Jewish residents who live in the affected areas have waited as long as possible before giving in to the inevitable and leaving their homes. In the case of Rabbi Mordechai Nemtzov, the spiritual leader of Chabad of Ojai Valley, it was indeed a very last-minute decision, taken when the flames were barely a half-mile from his home — and he returned as soon as possible to check on his congregants.
The rabbi left with his family, taking the synagogue’s Torah scrolls, some of their holy books and their silver with them. Upon his return trip with water bottles and other support, he learned that at least two members had already lost their homes to the wildfire; they escaped with their lives but little else.

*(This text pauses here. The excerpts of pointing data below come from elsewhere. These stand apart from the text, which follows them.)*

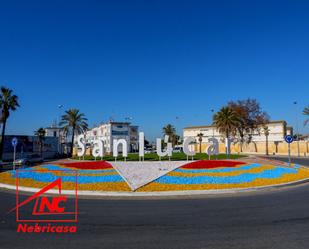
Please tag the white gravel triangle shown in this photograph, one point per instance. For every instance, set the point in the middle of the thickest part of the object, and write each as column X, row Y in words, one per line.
column 138, row 174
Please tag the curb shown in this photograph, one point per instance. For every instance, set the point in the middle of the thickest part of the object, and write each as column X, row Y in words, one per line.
column 158, row 193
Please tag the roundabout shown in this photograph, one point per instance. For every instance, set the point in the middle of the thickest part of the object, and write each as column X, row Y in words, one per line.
column 156, row 178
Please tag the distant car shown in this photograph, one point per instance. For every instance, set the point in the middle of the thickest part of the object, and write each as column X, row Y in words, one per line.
column 148, row 150
column 28, row 160
column 177, row 150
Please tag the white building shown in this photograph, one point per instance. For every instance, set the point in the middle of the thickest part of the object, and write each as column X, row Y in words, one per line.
column 277, row 131
column 111, row 130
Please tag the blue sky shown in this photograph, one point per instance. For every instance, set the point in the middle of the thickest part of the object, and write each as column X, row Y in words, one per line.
column 153, row 60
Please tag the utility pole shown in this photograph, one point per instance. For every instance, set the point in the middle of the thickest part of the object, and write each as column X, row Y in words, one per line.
column 297, row 130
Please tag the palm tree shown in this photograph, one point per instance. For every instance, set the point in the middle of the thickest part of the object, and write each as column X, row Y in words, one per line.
column 8, row 102
column 76, row 122
column 40, row 133
column 200, row 139
column 306, row 112
column 266, row 133
column 226, row 120
column 170, row 131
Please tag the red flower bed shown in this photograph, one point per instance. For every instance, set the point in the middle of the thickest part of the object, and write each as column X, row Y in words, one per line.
column 89, row 165
column 209, row 164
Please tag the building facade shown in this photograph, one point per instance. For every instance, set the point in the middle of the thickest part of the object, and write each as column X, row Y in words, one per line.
column 276, row 144
column 111, row 130
column 277, row 131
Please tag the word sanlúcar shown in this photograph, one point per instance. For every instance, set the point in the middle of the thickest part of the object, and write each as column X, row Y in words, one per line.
column 99, row 151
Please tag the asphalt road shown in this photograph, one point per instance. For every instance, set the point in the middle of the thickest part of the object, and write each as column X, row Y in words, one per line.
column 272, row 219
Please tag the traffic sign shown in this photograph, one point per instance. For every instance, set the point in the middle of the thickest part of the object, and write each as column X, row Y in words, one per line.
column 289, row 139
column 14, row 142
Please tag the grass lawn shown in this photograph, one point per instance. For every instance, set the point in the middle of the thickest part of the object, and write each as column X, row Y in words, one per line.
column 155, row 157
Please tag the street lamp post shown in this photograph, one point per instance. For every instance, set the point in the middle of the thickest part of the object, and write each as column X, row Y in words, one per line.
column 58, row 127
column 213, row 131
column 297, row 130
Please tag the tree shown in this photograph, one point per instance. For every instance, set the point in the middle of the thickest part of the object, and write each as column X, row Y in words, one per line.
column 306, row 112
column 251, row 116
column 170, row 131
column 200, row 139
column 40, row 133
column 226, row 120
column 76, row 122
column 8, row 102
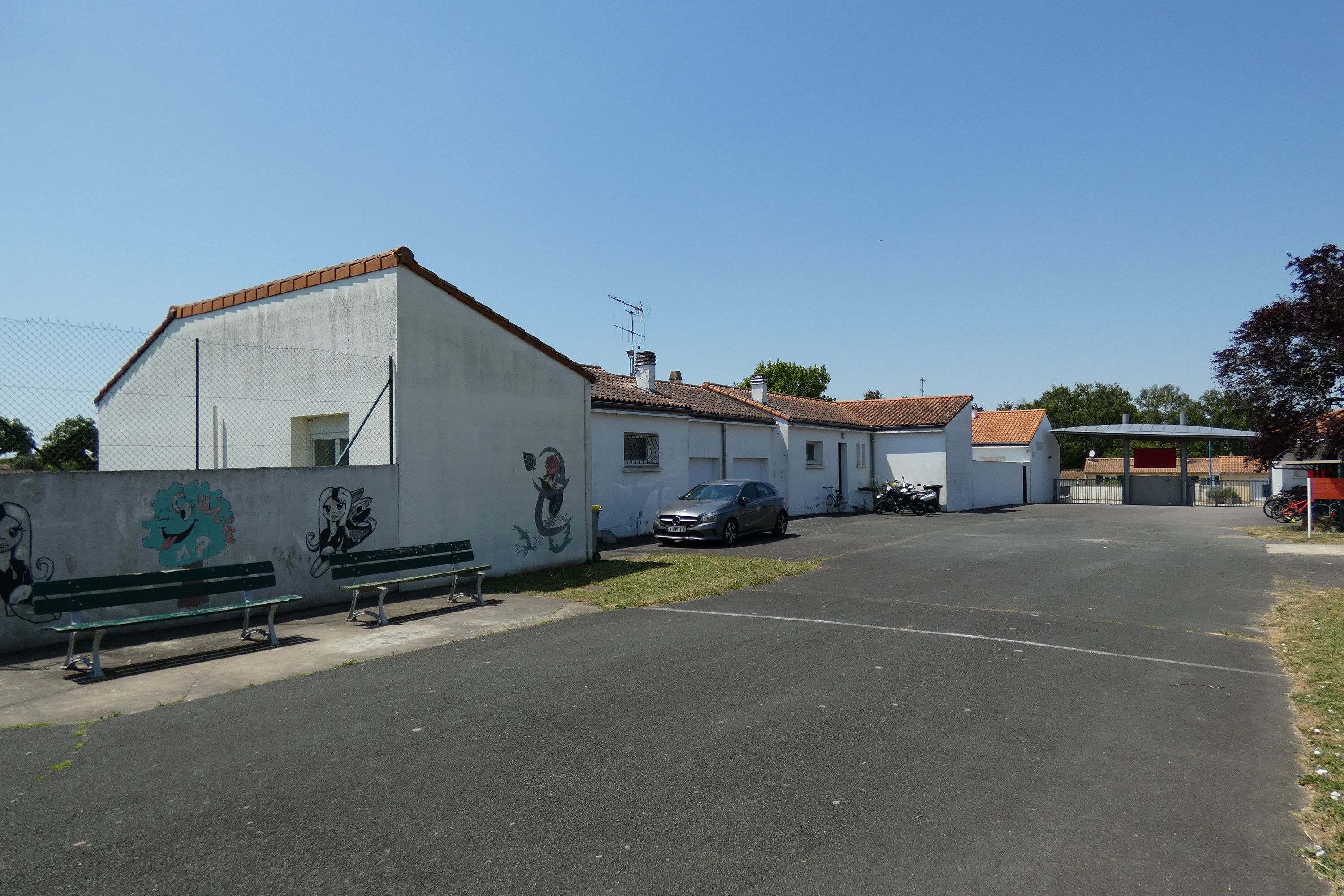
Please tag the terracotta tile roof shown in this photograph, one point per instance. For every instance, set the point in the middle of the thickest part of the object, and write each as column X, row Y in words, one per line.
column 1228, row 464
column 398, row 257
column 799, row 410
column 621, row 390
column 1006, row 428
column 896, row 413
column 616, row 389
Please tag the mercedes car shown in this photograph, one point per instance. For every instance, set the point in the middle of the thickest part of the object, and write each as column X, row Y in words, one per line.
column 722, row 511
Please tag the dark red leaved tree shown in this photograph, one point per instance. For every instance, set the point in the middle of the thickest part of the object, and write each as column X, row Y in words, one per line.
column 1284, row 369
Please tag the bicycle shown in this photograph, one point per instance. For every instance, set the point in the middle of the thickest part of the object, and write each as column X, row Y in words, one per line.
column 835, row 501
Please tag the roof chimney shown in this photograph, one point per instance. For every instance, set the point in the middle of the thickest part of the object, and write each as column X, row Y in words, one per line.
column 760, row 390
column 644, row 371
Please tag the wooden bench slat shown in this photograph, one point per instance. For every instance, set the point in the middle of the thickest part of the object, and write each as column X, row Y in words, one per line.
column 151, row 595
column 355, row 558
column 177, row 614
column 148, row 579
column 405, row 563
column 416, row 578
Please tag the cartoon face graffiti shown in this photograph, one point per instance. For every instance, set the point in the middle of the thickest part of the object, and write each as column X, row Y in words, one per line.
column 18, row 570
column 191, row 523
column 345, row 521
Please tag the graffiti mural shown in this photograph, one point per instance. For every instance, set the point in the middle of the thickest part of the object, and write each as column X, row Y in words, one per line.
column 190, row 523
column 343, row 519
column 550, row 524
column 18, row 569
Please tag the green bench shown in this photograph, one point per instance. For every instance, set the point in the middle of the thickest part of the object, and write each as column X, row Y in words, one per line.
column 77, row 595
column 357, row 564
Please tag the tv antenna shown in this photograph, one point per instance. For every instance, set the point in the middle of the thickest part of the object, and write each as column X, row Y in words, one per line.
column 633, row 311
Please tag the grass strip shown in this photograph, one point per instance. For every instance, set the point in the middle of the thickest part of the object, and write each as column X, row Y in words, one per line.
column 1292, row 532
column 647, row 581
column 1307, row 629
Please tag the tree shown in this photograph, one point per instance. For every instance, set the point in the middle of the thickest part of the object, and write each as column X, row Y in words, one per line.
column 788, row 378
column 72, row 445
column 1084, row 405
column 1284, row 367
column 15, row 439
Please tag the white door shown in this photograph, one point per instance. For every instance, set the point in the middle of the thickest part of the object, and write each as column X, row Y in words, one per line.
column 749, row 468
column 703, row 469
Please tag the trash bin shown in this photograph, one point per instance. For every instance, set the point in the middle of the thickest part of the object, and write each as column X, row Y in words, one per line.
column 597, row 508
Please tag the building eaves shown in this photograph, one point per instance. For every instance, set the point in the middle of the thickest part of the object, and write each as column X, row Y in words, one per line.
column 398, row 257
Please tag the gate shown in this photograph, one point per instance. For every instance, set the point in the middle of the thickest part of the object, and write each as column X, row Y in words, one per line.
column 1085, row 492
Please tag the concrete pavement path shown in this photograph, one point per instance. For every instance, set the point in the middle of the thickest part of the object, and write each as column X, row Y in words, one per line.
column 1026, row 702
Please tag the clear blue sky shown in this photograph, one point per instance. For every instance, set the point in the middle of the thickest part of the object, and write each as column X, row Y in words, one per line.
column 994, row 197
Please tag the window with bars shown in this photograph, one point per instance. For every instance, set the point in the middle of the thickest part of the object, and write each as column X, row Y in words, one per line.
column 642, row 450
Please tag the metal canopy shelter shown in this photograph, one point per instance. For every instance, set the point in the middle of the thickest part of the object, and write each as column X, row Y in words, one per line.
column 1180, row 433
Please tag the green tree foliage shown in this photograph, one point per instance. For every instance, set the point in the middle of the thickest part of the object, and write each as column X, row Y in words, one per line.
column 72, row 445
column 15, row 439
column 1284, row 369
column 1082, row 405
column 788, row 378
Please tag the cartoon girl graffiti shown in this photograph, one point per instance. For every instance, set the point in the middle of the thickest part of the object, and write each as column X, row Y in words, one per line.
column 345, row 521
column 17, row 564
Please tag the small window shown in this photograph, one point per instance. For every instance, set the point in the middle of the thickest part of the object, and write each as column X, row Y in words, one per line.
column 326, row 452
column 642, row 449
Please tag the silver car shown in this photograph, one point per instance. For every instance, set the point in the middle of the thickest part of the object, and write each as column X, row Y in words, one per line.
column 722, row 511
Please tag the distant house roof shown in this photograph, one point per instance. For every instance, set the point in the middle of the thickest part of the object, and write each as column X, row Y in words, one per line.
column 1006, row 428
column 797, row 410
column 1226, row 464
column 897, row 413
column 398, row 257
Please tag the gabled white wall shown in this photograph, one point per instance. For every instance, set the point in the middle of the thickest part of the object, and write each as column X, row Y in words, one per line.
column 249, row 396
column 472, row 400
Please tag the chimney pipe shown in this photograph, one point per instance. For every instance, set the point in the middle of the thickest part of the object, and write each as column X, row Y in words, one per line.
column 644, row 371
column 760, row 390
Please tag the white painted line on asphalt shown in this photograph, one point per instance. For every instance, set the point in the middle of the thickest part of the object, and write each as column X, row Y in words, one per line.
column 1288, row 547
column 979, row 637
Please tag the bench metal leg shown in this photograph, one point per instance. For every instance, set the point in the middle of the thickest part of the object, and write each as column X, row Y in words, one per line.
column 97, row 664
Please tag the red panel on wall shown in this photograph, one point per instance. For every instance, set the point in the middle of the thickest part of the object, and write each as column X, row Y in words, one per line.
column 1155, row 457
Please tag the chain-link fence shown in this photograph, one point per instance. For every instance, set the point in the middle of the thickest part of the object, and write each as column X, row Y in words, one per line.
column 103, row 398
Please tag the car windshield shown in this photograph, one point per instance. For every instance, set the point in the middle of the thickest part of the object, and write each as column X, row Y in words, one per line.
column 711, row 492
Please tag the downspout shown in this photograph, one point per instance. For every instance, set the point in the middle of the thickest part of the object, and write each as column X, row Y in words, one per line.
column 724, row 450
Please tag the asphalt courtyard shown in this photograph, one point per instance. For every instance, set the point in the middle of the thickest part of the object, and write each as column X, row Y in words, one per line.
column 1025, row 702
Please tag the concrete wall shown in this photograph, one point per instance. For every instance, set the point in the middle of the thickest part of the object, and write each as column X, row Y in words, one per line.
column 250, row 396
column 631, row 497
column 996, row 482
column 85, row 524
column 475, row 404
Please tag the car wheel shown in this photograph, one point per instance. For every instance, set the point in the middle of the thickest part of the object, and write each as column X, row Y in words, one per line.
column 730, row 534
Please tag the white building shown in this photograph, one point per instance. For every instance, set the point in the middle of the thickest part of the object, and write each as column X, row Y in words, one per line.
column 654, row 440
column 1019, row 439
column 479, row 413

A number of Jewish schools were also forced to close as the smoke and junk in the area made it increasingly difficult to breathe. Among the schools that were temporarily closed last week were Valley Torah High School, Emek Hebrew Academy and Yeshivah Ketanah of Los Angeles.
There are also a number of synagogues in Santa Barbara, including a Young Israel Orthodox Jewish congregation on the Mesa and a Chabad congregation, that are still in danger.
U.S. President Donald Trump declared a state of emergency last Friday in response to the fires, paving the way for federal agencies to help coordinate relief efforts in California.
The wildfires are continuing to burn after having already destroyed an area larger than New York City, according to a statement by the California Department of Forestry and Fire Protection (Cal Fire). The blaze, which began December 4 and is making its way across Ventura and Santa Barbara counties, is now the fifth largest wildfire in the state’s history and is only about 25 percent contained, state officials said.
The blaze has so far incinerated 921 buildings, including at least 700 homes. At least 238,500 acres of land – more than 372 square miles (965 square kilometers) – have been razed.
It has already prompted the evacuation of some 230,000 residents in the state; hundreds of schools have been closed, and the flames now threaten another 18,000 buildings in their path with new evacuations taking place.
Worse, the U.S. National Weather Service has predicted more “red flag” weather conditions, with the Santa Ana winds having picked up again on Thursday, creating extreme fire danger for much of southern California. Humidity of less than 10 percent is forecast through Friday.